以上の作業を複数の剪断補強筋12の各々に対して行なう。
【0047】
<打設工程>
上記のように各剪断補強筋12を周方向プレストレス導入装置2にて緊張させた状態で、コンクリート10を打設する。コンクリート打設用の型枠としては、通常程度の剛性があればよく、一般的な堰板にて構成することができる。したがって、型枠の施工が煩雑化することはない。
【0048】
<反力受け撤去工程>
コンクリート10が硬化した後、反力受け部材3を鉛直上方に引き抜いて撤去する。これによって、反力受け跡13が形成されるとともに、当接軸24が反力受け跡13に臨む。ひいては、押し軸21の内端部が解放されて、上記剪断補強筋12の緊張力に対する反力が解除される。これによって、コンクリート10に周方向プレストレスを導入できる。この結果、鉄筋コンクリート体1の曲げ耐力及び剪断耐力を向上できる。さらに、周方向プレストレス導入装置2は鉄筋コンクリート体1の内側部から剪断補強筋12を緊張させるものであるから、コンクリート10の打設面は通常のRC構造の打設面と変わらず、打設面に緊張用のボルト孔等の余計な孔が出来ることもない。
【0049】
次に、本発明の他の実施形態を説明する。以下の実施形態において既述の形態と重複する構成に関しては、図面に同一符号を付して説明を省略する。
<充填工程>
図9に示すように、反力受け部材3の撤去工程の後、撤去によって形成された空洞13を充填剤で埋めてもよい。充填剤としては、モルタルを用いることができる。したがって、この場合、充填剤によって反力受け跡14が構成される。押し軸21の内端部は、当接軸24を介して充填剤からなる反力受け跡14に臨む。
【0050】
本発明は、上記実施形態に限定されるものではなく、発明の趣旨の範囲内で種々の改変をなすことができる。
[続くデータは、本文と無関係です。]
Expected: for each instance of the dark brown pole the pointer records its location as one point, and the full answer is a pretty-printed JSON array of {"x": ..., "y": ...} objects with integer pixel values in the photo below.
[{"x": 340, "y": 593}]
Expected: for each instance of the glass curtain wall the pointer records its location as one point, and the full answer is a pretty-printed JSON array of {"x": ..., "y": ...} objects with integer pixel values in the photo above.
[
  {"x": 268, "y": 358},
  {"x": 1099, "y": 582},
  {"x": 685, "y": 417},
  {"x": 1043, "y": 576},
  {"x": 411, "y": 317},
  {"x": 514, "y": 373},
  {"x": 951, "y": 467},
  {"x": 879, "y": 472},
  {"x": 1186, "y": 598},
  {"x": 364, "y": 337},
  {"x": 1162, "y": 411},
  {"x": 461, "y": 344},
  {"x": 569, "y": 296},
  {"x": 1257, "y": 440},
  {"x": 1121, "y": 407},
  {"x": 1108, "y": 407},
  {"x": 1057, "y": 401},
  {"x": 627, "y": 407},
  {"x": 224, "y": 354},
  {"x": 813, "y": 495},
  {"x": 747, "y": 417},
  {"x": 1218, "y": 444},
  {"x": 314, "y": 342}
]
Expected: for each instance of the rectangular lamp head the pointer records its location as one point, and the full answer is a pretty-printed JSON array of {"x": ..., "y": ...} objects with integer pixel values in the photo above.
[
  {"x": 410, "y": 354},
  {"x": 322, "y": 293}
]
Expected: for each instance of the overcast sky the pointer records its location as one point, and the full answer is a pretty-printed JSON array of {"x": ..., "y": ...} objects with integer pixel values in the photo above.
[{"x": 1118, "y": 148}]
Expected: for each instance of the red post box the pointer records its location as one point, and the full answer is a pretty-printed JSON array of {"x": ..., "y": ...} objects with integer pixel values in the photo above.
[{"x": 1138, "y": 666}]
例えば、当接部が、押し軸の内端部に内外方向へ移動可能に設けられ、反力受け部材に当たっていてもよい。この当接部をナットによって押し軸の内端側へ押し動かすことで、押し部材を伸長させることにしてもよい。
周方向プレストレス導入装置2の押し部材20の数は、4つに限られず、2つ又は3つでもよく、5つ以上でもよい。
押し部材20の外端部が、剪断補強筋12の折曲部12cにではなく直線部12aに当接していてもよい。
押し部材20の当接部とナットが一体になっていてもよい。
押し部材20が伸縮ロッドを含んでいてもよい。
押し軸21の内端部が直接的に反力受け部材3に当たるようにしてもよい。したがって、押し軸21の内端部が直接的に反力受け跡13,14に臨むようにしてもよく、当接軸24を省略してもよい。
複数の押し部材20の内端部が互いに1つの保持部材にて保持されていてもよい。保持部材30,40が一体になっていてもよい。
鉄筋コンクリート体1は、鉄筋コンクリート構造物の柱に限られず、梁であってもよい。鉄筋コンクリート体1の断面形状ひいては剪断補強筋12の断面形状は、四角形に限られず、円形、その他の形状であってもよい。本発明の周方向プレストレス導入装置によれば、鉄筋コンクリート体の種々の断面形状に柔軟に対応することができる。